As cirurgias eletivas oncológicas foram suspensas no dia 24 de julho por causa da falta de medicamentos utilizados em Unidade de Tratamento Intensivo (UTI), principalmente os bloqueadores neuromusculares. Foi a primeira vez que o hospital suspendeu estes procedimentos desde o início da pandemia de Covid-19.

O retorno dos procedimentos ocorreu após a instituição conseguir comprar os medicamentos. Ainda conforme o gerente administrativo, as cirurgias eletivas que estavam marcadas para esta semana serão realizadas. Já as que foram suspensas, serão agendadas após avaliação do quadro de cada paciente, feita pelo Corpo Clínico do hospital.

Estoque para dois meses

A falta destes remédios, dos sedativos e anestésicos nos principais hospitais da Zona da Mata foi mostrada pelo G1 em junho. Desde então, um parecer do Centro de Operações de Emergência em Saúde (COES) orientou a suspensão de cirurgias eletivas não essenciais na rede pública e na rede privada.

A classe de medicamentos que está em falta é a dos bloqueadores neuromusculares, que servem para interromper ou simular a transmissão de impulsos nervosos. Eles são utilizados em anestesia e proporcionam um relaxamento da musculatura esquelética. Além disso, estes medicamentos permitem a realização da intubação para facilitar a ventilação mecânica.

De acordo com José Alexandre, o hospital conseguiu intervir e pedir prioridade ao fabricante do Cisatracúrio, o laboratório Cristália. “Existe uma dificuldade para abastecer os hospitais no país e conseguimos conversar com o fabricante, que enviou o pedido no início dessa semana e conseguimos restabelecer as cirurgias”, explicou o gerente.
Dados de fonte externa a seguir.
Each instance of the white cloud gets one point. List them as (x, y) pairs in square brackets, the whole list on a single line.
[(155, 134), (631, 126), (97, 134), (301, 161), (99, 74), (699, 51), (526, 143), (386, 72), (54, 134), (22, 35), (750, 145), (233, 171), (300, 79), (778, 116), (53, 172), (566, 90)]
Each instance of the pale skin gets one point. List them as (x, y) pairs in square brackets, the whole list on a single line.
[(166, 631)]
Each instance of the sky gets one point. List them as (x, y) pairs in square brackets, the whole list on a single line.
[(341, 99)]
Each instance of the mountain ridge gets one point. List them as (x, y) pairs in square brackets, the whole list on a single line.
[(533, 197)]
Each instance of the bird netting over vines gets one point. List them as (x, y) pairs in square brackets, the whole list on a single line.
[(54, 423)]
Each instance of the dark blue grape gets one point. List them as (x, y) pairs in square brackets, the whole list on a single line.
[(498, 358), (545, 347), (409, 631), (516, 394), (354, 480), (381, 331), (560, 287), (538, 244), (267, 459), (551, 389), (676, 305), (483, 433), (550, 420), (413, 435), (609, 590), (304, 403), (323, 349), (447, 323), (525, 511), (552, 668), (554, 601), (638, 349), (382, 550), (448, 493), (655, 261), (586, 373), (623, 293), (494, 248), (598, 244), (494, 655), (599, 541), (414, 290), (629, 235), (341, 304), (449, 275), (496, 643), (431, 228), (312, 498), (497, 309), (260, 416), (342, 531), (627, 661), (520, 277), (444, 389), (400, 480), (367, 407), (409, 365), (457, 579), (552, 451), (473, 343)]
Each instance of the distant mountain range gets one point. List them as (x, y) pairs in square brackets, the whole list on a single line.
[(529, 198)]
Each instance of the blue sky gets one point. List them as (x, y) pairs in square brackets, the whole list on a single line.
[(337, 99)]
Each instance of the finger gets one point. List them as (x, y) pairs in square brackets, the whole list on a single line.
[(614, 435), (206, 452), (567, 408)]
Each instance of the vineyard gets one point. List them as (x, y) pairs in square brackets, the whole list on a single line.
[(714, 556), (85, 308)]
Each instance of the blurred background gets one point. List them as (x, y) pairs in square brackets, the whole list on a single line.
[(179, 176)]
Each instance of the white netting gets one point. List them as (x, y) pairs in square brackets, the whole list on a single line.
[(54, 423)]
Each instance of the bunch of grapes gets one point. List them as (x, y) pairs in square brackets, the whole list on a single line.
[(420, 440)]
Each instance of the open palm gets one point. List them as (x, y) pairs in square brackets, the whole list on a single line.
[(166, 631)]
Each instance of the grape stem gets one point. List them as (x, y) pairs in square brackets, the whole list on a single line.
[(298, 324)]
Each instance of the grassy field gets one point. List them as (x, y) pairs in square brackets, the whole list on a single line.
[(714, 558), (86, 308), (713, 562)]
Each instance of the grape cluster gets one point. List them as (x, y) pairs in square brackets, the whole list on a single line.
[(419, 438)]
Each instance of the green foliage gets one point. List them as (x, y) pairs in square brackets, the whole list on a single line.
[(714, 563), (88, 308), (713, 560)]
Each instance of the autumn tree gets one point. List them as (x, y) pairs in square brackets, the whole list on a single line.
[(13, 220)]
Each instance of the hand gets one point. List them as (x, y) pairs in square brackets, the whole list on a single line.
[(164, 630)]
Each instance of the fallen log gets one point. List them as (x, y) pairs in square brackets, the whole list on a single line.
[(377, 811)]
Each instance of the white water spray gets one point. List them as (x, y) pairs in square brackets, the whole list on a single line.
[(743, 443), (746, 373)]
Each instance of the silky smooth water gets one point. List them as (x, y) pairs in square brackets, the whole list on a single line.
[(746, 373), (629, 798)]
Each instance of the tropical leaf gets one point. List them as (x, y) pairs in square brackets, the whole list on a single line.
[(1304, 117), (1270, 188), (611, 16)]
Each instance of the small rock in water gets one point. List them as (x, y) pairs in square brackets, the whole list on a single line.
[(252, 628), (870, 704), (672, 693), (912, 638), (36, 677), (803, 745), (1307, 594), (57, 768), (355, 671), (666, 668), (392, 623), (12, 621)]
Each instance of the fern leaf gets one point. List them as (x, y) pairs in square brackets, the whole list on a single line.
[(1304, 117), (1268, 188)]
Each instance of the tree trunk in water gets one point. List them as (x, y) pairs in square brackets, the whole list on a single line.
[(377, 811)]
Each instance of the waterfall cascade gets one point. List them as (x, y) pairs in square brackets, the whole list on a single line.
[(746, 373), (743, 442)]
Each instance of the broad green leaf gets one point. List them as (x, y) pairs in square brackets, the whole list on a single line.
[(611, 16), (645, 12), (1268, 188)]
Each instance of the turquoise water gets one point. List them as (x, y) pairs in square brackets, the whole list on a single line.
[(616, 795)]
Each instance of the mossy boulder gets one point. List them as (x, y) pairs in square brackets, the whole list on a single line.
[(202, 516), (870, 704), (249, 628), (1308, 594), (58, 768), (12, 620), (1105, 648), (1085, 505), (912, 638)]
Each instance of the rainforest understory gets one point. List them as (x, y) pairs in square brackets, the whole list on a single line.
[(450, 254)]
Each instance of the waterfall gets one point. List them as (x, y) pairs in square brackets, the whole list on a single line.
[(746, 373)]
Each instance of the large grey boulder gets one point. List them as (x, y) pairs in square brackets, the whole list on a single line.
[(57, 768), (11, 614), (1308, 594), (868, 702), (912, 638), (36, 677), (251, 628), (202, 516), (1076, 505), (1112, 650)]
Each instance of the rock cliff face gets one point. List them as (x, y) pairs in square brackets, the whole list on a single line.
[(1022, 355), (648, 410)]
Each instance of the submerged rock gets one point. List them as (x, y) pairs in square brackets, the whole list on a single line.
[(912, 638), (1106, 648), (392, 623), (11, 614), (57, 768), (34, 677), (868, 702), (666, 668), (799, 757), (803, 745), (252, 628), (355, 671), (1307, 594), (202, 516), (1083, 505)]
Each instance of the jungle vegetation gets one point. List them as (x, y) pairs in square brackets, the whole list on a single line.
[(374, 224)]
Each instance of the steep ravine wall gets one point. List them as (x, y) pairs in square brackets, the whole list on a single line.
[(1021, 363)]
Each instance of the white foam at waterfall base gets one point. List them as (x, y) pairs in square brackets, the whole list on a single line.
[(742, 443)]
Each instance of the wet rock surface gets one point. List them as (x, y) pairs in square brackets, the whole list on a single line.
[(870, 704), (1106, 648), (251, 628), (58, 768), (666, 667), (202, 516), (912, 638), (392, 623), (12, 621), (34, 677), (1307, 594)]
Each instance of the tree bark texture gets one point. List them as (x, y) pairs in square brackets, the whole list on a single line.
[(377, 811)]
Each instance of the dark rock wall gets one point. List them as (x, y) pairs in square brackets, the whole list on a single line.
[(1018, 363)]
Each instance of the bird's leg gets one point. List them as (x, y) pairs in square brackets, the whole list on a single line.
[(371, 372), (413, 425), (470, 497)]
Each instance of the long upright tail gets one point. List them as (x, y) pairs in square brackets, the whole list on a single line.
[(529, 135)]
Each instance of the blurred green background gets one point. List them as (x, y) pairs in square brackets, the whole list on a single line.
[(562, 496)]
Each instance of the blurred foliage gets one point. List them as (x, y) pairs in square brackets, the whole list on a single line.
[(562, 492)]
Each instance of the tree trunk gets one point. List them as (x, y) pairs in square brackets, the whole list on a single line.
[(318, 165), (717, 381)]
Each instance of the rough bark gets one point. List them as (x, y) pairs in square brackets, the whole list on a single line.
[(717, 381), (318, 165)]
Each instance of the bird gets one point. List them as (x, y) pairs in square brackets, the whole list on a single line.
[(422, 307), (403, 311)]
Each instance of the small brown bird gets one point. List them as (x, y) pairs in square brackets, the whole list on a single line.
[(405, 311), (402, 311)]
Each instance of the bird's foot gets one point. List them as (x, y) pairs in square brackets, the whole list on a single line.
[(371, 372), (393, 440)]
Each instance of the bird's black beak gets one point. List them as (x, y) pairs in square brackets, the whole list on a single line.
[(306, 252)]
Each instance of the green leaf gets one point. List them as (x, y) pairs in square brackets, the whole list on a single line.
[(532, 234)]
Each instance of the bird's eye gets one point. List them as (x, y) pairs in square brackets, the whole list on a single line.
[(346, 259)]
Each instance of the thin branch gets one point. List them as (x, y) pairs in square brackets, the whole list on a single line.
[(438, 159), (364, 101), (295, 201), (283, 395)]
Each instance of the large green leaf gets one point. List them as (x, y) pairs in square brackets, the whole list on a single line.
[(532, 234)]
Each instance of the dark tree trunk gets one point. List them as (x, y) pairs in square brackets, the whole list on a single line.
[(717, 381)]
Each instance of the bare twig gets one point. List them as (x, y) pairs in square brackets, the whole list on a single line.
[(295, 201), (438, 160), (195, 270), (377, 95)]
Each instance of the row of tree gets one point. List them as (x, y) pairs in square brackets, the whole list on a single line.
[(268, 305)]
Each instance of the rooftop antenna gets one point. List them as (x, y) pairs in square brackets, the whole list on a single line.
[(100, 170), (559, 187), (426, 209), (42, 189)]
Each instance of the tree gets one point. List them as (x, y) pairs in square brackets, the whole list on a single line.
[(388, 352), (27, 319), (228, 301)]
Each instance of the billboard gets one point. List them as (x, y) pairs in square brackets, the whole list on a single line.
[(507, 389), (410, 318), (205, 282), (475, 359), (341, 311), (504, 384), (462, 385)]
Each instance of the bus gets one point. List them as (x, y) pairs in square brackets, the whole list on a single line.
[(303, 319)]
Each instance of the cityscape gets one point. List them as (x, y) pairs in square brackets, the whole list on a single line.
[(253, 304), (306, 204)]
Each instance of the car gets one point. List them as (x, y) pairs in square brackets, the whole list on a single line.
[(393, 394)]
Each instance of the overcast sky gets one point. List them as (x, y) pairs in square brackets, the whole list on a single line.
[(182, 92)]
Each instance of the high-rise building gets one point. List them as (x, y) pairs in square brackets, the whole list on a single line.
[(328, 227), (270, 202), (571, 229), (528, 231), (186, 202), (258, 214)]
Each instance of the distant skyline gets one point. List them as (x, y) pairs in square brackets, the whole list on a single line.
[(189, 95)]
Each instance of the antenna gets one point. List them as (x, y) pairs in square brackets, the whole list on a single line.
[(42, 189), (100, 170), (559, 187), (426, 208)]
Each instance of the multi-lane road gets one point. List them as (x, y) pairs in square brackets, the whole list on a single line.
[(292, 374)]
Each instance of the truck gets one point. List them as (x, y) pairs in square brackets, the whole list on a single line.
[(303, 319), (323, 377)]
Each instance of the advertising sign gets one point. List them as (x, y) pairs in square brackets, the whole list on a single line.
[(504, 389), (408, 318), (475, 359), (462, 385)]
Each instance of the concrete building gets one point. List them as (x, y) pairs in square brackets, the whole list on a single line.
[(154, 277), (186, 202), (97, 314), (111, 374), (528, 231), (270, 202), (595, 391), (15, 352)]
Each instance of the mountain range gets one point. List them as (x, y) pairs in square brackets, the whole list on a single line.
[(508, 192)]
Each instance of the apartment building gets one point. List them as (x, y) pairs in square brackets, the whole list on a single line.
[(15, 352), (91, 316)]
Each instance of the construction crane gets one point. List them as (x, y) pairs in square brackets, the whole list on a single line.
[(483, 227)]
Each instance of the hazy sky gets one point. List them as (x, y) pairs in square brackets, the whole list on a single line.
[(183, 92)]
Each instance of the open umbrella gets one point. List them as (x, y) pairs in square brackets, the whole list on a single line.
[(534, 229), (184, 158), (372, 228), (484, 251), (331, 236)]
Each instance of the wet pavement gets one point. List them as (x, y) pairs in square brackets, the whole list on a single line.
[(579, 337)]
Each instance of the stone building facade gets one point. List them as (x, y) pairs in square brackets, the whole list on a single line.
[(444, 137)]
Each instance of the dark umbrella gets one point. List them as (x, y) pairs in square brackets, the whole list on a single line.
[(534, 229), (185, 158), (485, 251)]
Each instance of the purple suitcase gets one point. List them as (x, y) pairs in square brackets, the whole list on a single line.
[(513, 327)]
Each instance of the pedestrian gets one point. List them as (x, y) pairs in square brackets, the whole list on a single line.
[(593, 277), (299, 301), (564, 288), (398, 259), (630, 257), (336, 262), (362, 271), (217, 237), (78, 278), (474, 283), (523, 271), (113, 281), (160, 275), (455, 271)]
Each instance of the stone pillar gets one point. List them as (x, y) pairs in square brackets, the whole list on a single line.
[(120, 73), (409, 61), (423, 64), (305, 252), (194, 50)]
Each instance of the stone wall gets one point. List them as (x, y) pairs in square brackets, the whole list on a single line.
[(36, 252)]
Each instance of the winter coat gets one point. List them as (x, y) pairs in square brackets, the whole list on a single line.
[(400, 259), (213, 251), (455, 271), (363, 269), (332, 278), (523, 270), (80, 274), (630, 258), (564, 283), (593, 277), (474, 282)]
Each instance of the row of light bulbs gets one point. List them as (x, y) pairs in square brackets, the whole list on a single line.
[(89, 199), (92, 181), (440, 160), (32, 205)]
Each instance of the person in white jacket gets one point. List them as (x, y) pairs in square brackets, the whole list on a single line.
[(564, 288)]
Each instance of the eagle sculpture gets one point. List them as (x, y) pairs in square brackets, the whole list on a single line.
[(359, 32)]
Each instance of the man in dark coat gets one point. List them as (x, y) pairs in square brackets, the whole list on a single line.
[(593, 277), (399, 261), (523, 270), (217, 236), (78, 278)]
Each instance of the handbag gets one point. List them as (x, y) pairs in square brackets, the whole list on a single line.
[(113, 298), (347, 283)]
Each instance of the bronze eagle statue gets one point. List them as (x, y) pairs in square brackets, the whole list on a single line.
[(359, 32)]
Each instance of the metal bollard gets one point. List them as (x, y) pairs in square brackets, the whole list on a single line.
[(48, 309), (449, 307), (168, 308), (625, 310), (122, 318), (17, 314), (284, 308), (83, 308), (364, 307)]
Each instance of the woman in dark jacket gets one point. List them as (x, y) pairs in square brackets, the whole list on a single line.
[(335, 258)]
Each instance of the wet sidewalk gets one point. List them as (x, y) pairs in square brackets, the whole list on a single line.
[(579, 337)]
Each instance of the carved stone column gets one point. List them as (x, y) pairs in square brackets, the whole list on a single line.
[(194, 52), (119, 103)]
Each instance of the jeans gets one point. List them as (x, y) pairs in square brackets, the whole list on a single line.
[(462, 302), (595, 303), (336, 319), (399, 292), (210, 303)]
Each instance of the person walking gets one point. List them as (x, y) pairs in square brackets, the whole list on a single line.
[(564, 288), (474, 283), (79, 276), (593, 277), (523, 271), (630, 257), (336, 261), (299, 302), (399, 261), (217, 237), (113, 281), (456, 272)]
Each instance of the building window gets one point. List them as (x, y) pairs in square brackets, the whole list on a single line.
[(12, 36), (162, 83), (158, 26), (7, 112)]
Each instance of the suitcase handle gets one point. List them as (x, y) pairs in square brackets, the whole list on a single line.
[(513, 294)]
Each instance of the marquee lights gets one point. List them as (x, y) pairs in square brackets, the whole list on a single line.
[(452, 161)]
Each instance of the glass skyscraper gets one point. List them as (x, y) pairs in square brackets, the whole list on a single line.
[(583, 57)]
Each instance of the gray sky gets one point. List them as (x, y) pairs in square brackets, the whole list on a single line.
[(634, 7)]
Conforme o administrador, foram adquiridos mil frascos do Cisatracúrio e 500 frascos do Rocurônio, outro bloqueador neuromuscular semelhante. A expectativa é de que com a nova aquisição, o hospital tenha estoque para mais dois meses.

“Em tempos normais, antes da pandemia, essa quantidade daria para seis meses de consumo. Como está ocorrendo momentos de pico, oscila muito. Para o volume cirúrgico, o consumo de bloqueadores neuromusculares até que é baixo, mas para o paciente que está em UTI e necessita disso, é muito alto em alguns protocolos. Com base nos últimos meses, o estoque seria suficiente para os próximos 60 dias, com cirurgias e pacientes em terapia intensiva”, explicou.